5 – Le Taj Mahal bien enligné : Bien souvent je me fait remarquer que ma photo du fameux Taj Mahal est symétrique. J’avoue que je trouve ahurissant le nombre de photos publiées du Taj (livres, magazines, affiches, etc) qui montrent celui-ci devant le bassin avec les fontaines en angle. Pourtant si les fontaines sont parfaitement enlignées, la photo est bien meilleure, elle ne donne pas l’impression d’avoir été saisie à la va vite. J’ai dû me battre deux fois pour avoir cette photo. D’abord j’ai plaidé que le Taj Mahal prend la couleur du soleil lorsqu’il est éclairé par celui-ci (ex : en plein midi le Taj est blanc, mais en soirée il devient orangé) et donc le groupe avec lequel j’étais a décidé à majorité d’y faire un tour en soirée (j’étais en Inde pour un contrat; suivre un groupe et les photographier lors de leur voyage en Inde). Une fois rendu sur place, je ne suis pas le seul qui voulait immortaliser le Taj devant le bassin. Je me suis donc mêlé à la foule et j’ai joué du coude pour atteindre le fameux spot bien au centre du bassin. Lorsque celui-ci s’est enfin libéré, j’ai fait ma place et j’ai pris mon 30 secondes pour shooter et m’assurer que j’avais LA photo. Avoir tourné les coins ronds, j’aurais pris le Taj Mahal mal enligné. Bref, je me suis imposé.

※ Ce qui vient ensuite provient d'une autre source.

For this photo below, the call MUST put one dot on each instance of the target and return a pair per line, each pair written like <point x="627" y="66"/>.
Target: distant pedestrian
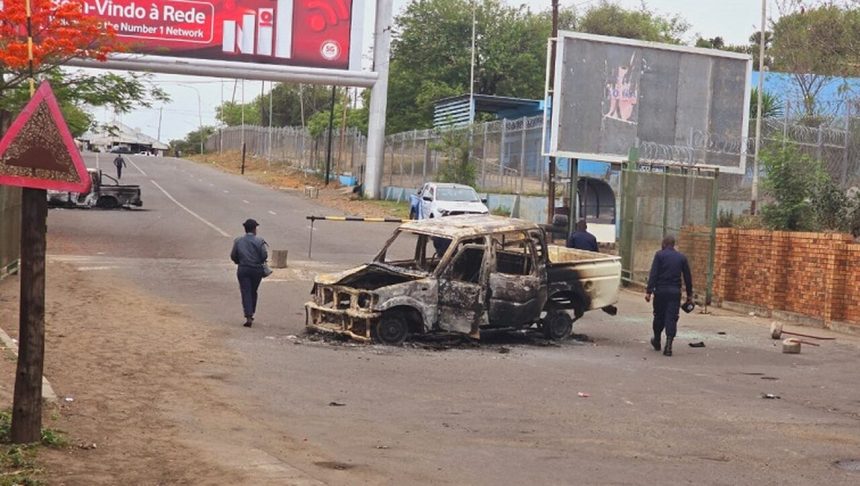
<point x="249" y="253"/>
<point x="581" y="239"/>
<point x="665" y="283"/>
<point x="119" y="162"/>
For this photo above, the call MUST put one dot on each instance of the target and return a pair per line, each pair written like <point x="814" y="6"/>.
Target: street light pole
<point x="472" y="70"/>
<point x="551" y="169"/>
<point x="199" y="113"/>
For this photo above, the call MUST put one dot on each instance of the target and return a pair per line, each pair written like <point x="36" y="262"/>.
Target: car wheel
<point x="107" y="202"/>
<point x="392" y="330"/>
<point x="557" y="324"/>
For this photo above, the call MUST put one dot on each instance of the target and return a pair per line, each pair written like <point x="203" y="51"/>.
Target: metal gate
<point x="657" y="200"/>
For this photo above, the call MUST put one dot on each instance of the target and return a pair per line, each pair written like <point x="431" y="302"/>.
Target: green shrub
<point x="804" y="196"/>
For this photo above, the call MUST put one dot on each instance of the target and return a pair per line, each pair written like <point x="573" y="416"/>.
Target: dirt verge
<point x="113" y="357"/>
<point x="282" y="177"/>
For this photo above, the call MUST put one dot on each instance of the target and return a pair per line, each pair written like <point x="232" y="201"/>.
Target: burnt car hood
<point x="369" y="277"/>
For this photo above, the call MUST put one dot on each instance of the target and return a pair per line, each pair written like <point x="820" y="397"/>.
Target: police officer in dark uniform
<point x="249" y="253"/>
<point x="664" y="283"/>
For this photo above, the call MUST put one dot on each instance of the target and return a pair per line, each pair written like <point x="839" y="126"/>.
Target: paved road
<point x="506" y="413"/>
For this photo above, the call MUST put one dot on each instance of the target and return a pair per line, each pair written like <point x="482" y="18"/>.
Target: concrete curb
<point x="48" y="395"/>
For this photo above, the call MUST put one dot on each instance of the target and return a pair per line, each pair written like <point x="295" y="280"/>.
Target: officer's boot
<point x="655" y="342"/>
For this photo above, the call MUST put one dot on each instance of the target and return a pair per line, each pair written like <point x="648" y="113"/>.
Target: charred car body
<point x="464" y="274"/>
<point x="106" y="193"/>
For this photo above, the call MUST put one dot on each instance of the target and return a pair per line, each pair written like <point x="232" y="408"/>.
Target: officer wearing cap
<point x="664" y="282"/>
<point x="249" y="253"/>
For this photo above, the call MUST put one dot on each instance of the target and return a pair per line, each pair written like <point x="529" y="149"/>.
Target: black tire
<point x="392" y="329"/>
<point x="557" y="325"/>
<point x="107" y="202"/>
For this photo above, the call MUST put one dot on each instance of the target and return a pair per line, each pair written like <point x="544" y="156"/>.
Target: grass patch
<point x="394" y="208"/>
<point x="18" y="464"/>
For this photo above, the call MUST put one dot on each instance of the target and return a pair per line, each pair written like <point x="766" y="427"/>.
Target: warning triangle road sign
<point x="39" y="152"/>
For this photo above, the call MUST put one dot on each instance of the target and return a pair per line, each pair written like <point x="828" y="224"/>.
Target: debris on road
<point x="776" y="331"/>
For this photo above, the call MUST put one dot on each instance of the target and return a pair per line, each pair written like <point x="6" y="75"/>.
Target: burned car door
<point x="516" y="291"/>
<point x="462" y="290"/>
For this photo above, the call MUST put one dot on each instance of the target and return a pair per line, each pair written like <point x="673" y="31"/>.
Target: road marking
<point x="192" y="213"/>
<point x="136" y="167"/>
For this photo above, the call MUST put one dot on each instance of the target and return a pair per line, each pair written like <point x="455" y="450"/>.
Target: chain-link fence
<point x="295" y="147"/>
<point x="10" y="228"/>
<point x="657" y="201"/>
<point x="508" y="154"/>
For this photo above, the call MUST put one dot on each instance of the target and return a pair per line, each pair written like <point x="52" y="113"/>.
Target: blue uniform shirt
<point x="666" y="271"/>
<point x="249" y="251"/>
<point x="582" y="240"/>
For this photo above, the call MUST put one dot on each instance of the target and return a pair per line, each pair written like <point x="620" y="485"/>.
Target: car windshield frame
<point x="457" y="194"/>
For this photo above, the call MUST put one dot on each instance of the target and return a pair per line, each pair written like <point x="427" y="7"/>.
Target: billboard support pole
<point x="550" y="205"/>
<point x="330" y="127"/>
<point x="378" y="100"/>
<point x="754" y="198"/>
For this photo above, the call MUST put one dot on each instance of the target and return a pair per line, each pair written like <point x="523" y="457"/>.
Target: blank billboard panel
<point x="614" y="94"/>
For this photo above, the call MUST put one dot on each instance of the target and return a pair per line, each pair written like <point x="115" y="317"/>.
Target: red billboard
<point x="311" y="33"/>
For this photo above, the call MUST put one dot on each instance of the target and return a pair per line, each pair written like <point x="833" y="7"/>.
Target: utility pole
<point x="550" y="206"/>
<point x="758" y="120"/>
<point x="271" y="94"/>
<point x="330" y="126"/>
<point x="160" y="112"/>
<point x="472" y="74"/>
<point x="378" y="100"/>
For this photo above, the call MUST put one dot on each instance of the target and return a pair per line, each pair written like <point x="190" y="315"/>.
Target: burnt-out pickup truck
<point x="464" y="274"/>
<point x="105" y="192"/>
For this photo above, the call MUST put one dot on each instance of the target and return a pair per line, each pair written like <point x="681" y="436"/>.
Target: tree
<point x="431" y="55"/>
<point x="293" y="105"/>
<point x="192" y="141"/>
<point x="816" y="45"/>
<point x="771" y="105"/>
<point x="456" y="145"/>
<point x="234" y="114"/>
<point x="609" y="18"/>
<point x="805" y="198"/>
<point x="61" y="32"/>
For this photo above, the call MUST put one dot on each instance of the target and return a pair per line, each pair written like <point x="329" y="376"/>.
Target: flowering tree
<point x="61" y="31"/>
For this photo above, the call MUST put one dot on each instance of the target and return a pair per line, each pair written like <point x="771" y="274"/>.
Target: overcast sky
<point x="734" y="20"/>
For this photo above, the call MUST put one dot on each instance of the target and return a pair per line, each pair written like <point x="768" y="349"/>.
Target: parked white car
<point x="437" y="199"/>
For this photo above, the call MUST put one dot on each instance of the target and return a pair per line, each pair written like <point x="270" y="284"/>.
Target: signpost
<point x="37" y="153"/>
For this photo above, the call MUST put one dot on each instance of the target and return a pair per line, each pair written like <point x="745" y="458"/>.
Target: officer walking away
<point x="664" y="283"/>
<point x="581" y="239"/>
<point x="119" y="162"/>
<point x="249" y="253"/>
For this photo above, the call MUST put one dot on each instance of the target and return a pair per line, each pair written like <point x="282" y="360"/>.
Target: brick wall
<point x="814" y="274"/>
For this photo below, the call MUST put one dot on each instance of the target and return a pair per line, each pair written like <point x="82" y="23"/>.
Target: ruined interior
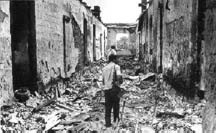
<point x="23" y="44"/>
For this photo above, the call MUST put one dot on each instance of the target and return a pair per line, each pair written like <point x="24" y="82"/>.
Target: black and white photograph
<point x="108" y="66"/>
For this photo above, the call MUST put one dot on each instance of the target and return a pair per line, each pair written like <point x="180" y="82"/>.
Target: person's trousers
<point x="111" y="102"/>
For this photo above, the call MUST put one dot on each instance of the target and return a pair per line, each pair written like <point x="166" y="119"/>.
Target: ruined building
<point x="121" y="35"/>
<point x="177" y="38"/>
<point x="42" y="41"/>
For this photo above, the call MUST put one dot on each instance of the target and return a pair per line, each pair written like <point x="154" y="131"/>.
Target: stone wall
<point x="209" y="119"/>
<point x="65" y="46"/>
<point x="169" y="42"/>
<point x="180" y="44"/>
<point x="128" y="42"/>
<point x="6" y="91"/>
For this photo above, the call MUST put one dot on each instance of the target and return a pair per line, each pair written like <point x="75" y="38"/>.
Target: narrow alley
<point x="53" y="55"/>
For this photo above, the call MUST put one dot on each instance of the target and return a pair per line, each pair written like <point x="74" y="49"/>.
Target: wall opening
<point x="101" y="45"/>
<point x="23" y="40"/>
<point x="104" y="42"/>
<point x="94" y="42"/>
<point x="122" y="40"/>
<point x="67" y="42"/>
<point x="160" y="69"/>
<point x="85" y="40"/>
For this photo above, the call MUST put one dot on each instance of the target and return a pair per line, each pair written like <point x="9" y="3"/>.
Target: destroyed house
<point x="42" y="41"/>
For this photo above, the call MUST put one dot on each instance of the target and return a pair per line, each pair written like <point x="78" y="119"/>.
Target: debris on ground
<point x="146" y="106"/>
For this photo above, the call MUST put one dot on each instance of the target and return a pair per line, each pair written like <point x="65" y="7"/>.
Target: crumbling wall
<point x="116" y="29"/>
<point x="179" y="50"/>
<point x="209" y="115"/>
<point x="6" y="91"/>
<point x="61" y="46"/>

Tout ça pour dire que chaque photo cache une histoire, des efforts pour arriver à nos fins, des connaissances techniques, géographiques, culturelles et générales qui font en sorte que nos photos en sont encore plus belles et spectaculaires. Derrière le photographe se trouve non seulement une passion, mais aussi une volonté de fer et une force qui lui permet d’avoir des photos réussies non pas à cause de l’appareil ou de la chance qu’il a de se trouver au bon endroit au bon moment; il s’est de lui même rendu à cet endroit, il n’est pas arrivé là par hasard.
Il en est de même pour plusieurs métiers créatifs ou d’entrepreneurs, car derrière la création et l’entrepreneuriat, il y a un chemin parsemé d’embûches et d’obstacles que le créateur ou entrepreneur a parcouru et surmonté. Pensez-y lorsque vous analyserez et commenterez le travail de quelqu’un, peu importe le milieu.
Bref, malgré tout, j’adore mon métier et jamais cet aspect de la job ne me fera regretter quoi que ce soit!